Nos casos de união estável, é comum ocorrer o cancelamento da pensão sem sequer ficar comprovado de fato no processo administrativo a existência dos requisitos legais para a constituição da referida união. Aliás, o ônus da prova, nesse caso, é de responsabilidade do Instituto de Previdência.
Nessa situação temos duas providências importantes a serem tomadas pelo pensionista, uma é a defesa administrativa, cujo principal objetivo é manter o pagamento da pensão por mais um tempo. E a outra é a ação judicial para discutir o próprio direito de continuar recebendo a pensão por morte.
Tanto na via administrativa, como na via judicial existem vários fundamentos para discussão sobre o tema, entre eles a inexistência dos requisitos caracterizadores da união estável e ausência de melhoria na condição financeira do beneficiário da pensão em razão da constituição do novo vínculo familiar.

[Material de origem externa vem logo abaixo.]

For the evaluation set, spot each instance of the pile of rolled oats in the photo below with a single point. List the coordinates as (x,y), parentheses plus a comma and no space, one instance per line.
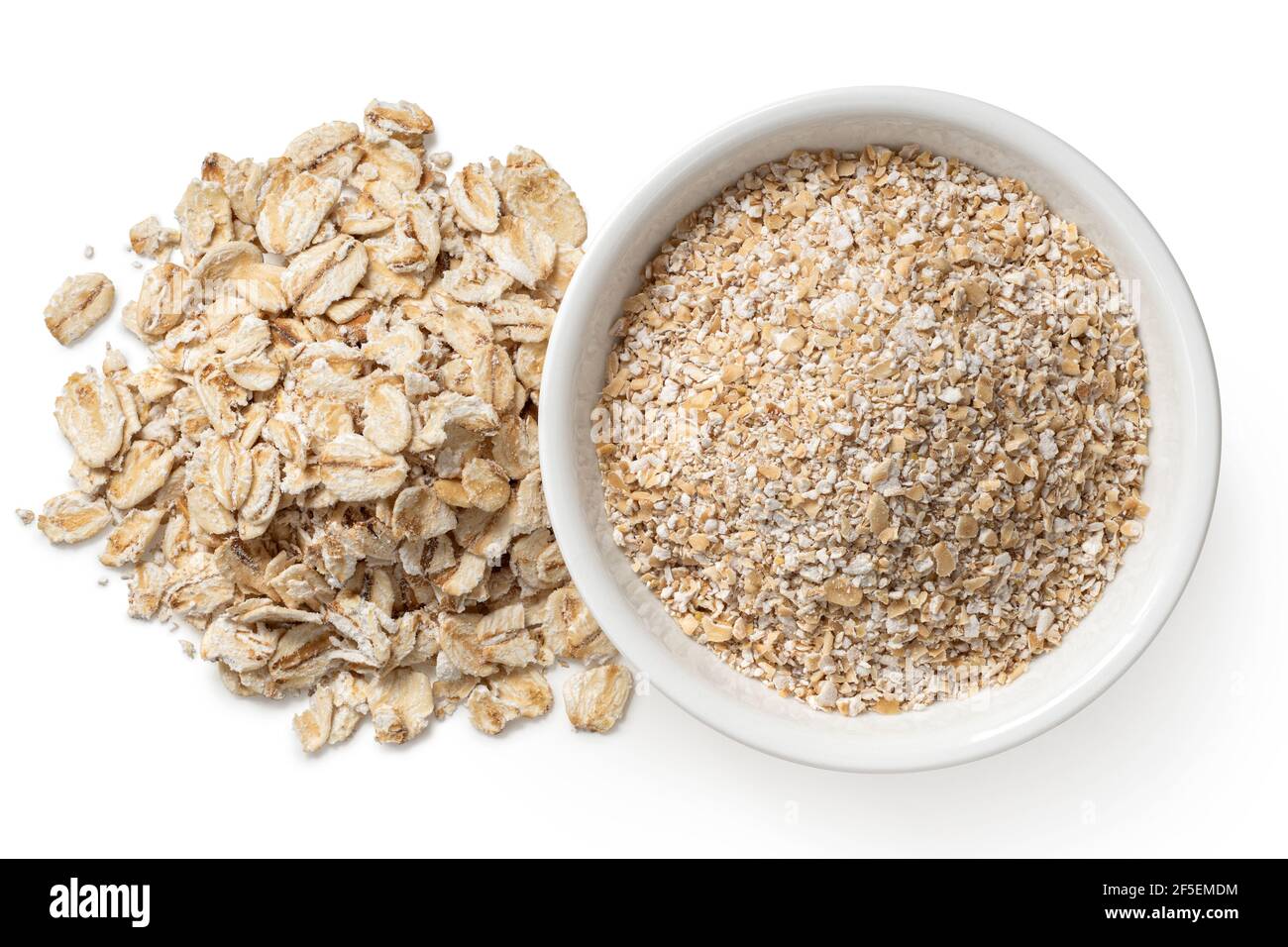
(330,470)
(876,427)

O entendimento do Superior Tribunal de Justiça e de alguns Tribunais de Justiça estaduais é de que antes do cancelamento da pensão é necessário analisar se o novo casamento, união estável ou união homoafetiva resultou em melhoria na situação econômica do pensionista.
A constituição de novo vínculo familiar, muitas vezes não resulta em melhoria na condição financeira do pensionista, ao contrário, pode resultar em aumento nas despesas mensais do beneficiário da pensão.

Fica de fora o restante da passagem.